= Centro Iberico =

Former self-managed social centre in London

Centro Iberico, London, in the early 1970s was an international anarchist support centre founded and presided over by Spanish Civil War veteran Miguel Garcia. After leaving Chalk Farm in 1976, and moving into a squatted school building in Notting Hill, London, it became a self-managed social centre, venue and studio for the Anarcho-punk scene, surviving into the early 1980s.

==Origins==
Centro Iberico was established in central London in 1970 by Miguel García García, a veteran of the Spanish Civil War, who was imprisoned under Franco's regime for twenty years. While in Madrid’s Carabanchel Prison, Garcia met Stuart Christie, a Scottish anarchist serving time for his part in a plot to assassinate Franco. Pardoned in 1967, Christie returned to London where, when he won his own release in 1969, Garcia joined him in the work of the Anarchist Black Cross, an anarchist prisoners’ aid organisation. Garcia first created the Centro Iberico as a meeting space for Black Cross and other anarchist activists, in the parish hall of Holy Trinity, Kingsway, central London.
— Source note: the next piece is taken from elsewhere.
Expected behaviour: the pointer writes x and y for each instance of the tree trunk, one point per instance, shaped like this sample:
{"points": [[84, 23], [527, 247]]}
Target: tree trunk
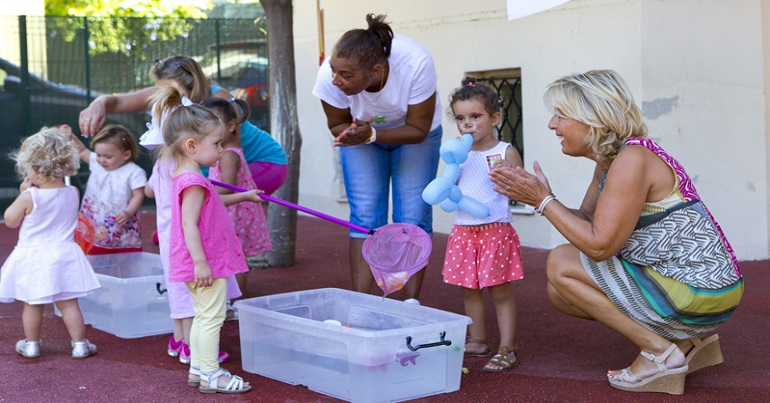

== Anarchist centre in Chalk Farm ==
In June 1973, the Centro Ibérico moved to a large basement, at 83a Haverstock Hill, near Chalk Farm, Camden. This also accommodated the printing press on which the Black Flag newsletter and other anarchist material was produced, overseen by Garcia who had been a typesetter at age 13.

In 1974, meeting in the Centro, the Black Flag Group consisted, in addition to Stuart and Garcia, of Albert Metzler, Ted Kavanagh, Lynn Hudelist, Iris Mills, Graham Rua, Philip Ruff and John Olday (an anarchist artist and performer who led regular cabaret nights). According to Ruff, Special Branch "bitterly resented" the failure to convict Stuart Christie in the “Angry Brigade” trial in December 1972. That, combined with a "failed attempt" by Spanish and French police to implicate Stuart Christie in a plot by Spanish militants to abduct a Spanish banker in Paris, "meant that a lot of police attention, as well as interest from several European security agencies, was focused on what went on in the Centro".

One of the prisoners for which Garcia, the Black Cross and Black Flag campaigned for through the Centro was Salvador Puig Antich, a Catalan anarcho-syndicalist. Puig Antich, who used call in with Garcia at the Centro in its "early days", had returned to Spain in September 1973. There, after a series of robberies to fund the Iberian Liberation Movement (Movimiento Ibérico de Liberación, or MIL), he was arrested for the death of a policeman in a shootout. Despite the international outcry, Puig Antich was executed in March 1974.

== Anarcho-Punk venue in Notting Hill ==
The Centro had to leave Haverstock Hill in September 1976. It moved briefly into church hall in North London before finding a home in a squatted former schoolhouse at 421 Harrow Road, Notting Hill. Meanwhile the dictator Francisco Franco had died and Garcia had returned to Spain.

In Notting Hill, where it was also known as the Anarchy or Alternative ‘A’ Centre, in the early 1980s the Centro hosted anarcho-punk gigs by the Mob, Conflict, Poison Girls and the Subhumans. Throbbing Gristle played and recorded at the centre. Future Madonna producer William Orbit began his recording career and Guerilla Records whilst living there.